When a marriage comes to an end and there are children involved, learning how to effectively raise them with a co-parent can be tough, particularly from the financial perspective. In fact, navigating the shared expenses of raising a child may require co-parents to save up at least $233,610 on average to raise a child until the age of 17, according to recent statistics by the United States Department of Agriculture. With that in mind, here are four smart and conflict-free ways to create a co-parenting budget and save money for your children’s future.
Develop a System
The key to a successful co-parenting system that works for the long haul is to develop a system for dividing expenses and stick to it. The divorce decree can serve as a guide to communicating about shared expenses as it clearly spells out the specific cost responsibilities of each co-parent. It’s crucial that both parents are amicable to each other and feel a part of the decision-making process. Another way is to put all children-related costs on a credit card held in both parents’ names, then split the bill at the end of the month to smooth out the co-parenting process. On the other hand, a 70-30 split is also a popular choice for co-parent budgeting when one parent makes significantly more.
Use a Budgeting App
In this modern and technologically-oriented generation, effective co-parent budgeting doesn’t necessarily require constant meetings and phone calls. In fact, there are dozens of co-parenting apps and tools that will keep all child-related needs in one place. Most of these apps can be used to transfer and track money through their built-in payment solutions. Inputting data into an app that both parties have access to will allow users to keep a record of all communications to minimize emotional conflict. This transparency ensures that accounts are reconciled to avoid miscommunications and leave less room for bickering.

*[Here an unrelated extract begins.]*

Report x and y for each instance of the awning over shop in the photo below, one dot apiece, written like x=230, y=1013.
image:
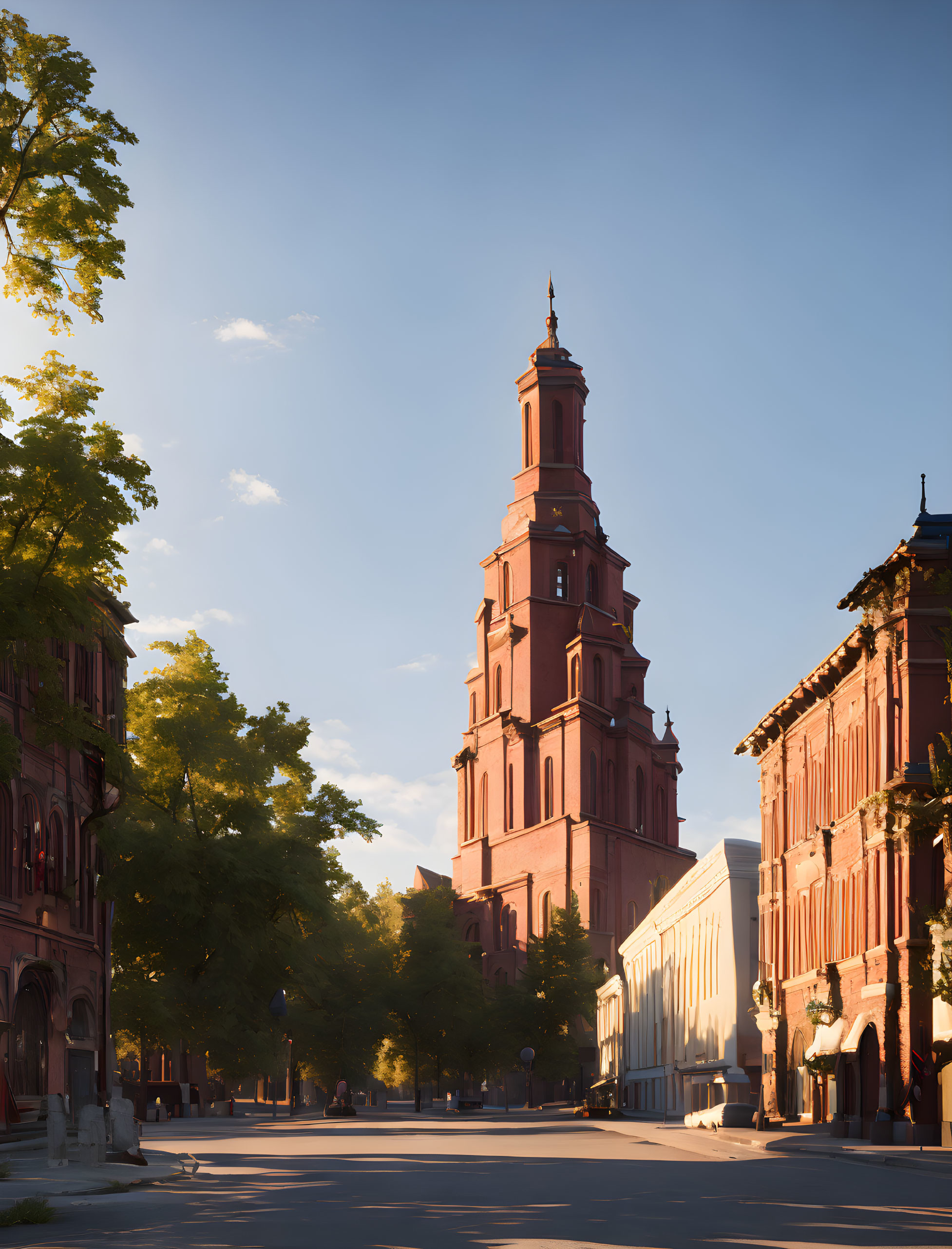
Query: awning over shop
x=858, y=1027
x=827, y=1040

From tax penalties to attorney fees and everything in between, getting a divorce comes with financial costs that can put a strain on one’s finances. When a co-parent is sucked into a financial abyss, writing off bad debt first can make a huge impact on their financial stability. Likewise, having some lifestyle changes and putting a monthly cap on expenses may be needed at this point. While this transition may present many money-related challenges, they can be alleviated through proper budgeting and living below one’s means. It can also be a good idea to find a qualified financial planner that can provide fresh perspectives to make well-informed financial decisions.

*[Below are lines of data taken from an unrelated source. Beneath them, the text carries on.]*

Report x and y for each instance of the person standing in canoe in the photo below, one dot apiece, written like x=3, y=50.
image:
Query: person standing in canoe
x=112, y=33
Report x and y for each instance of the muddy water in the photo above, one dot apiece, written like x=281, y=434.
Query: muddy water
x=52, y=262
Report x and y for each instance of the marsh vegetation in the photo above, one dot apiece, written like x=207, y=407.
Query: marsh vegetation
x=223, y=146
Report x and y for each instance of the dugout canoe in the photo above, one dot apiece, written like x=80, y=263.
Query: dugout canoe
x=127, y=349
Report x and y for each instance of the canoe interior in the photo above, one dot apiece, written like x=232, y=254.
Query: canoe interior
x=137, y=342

Always Put The Children First
One of the best ways to work out financial issues together as co-parents is to always put the children first. Parent separation, in and of itself, can already take a huge toll on the children involved. In fact, it is said that children are barometers of a parent’s emotional well-being, so it will require consistent effort and reassurance to help them navigate their new family situation. Likewise, it is important to start setting money aside for long-term expenses associated with raising children, such as paying for college and buying their first car. Recent studies from Esme have also revealed that kids whose parents prioritize their needs are found to process the divorce better.
With a clear co-parenting budget plan, co-parents can separate emotions and make cost-sharing less stressful. Getting as much laid out upfront in a separation agreement can provide a sense of clarity and make things simpler over time. Beyond budgeting for the kids, it is also important that both parents review their own financial health to make things work for the sake of the children.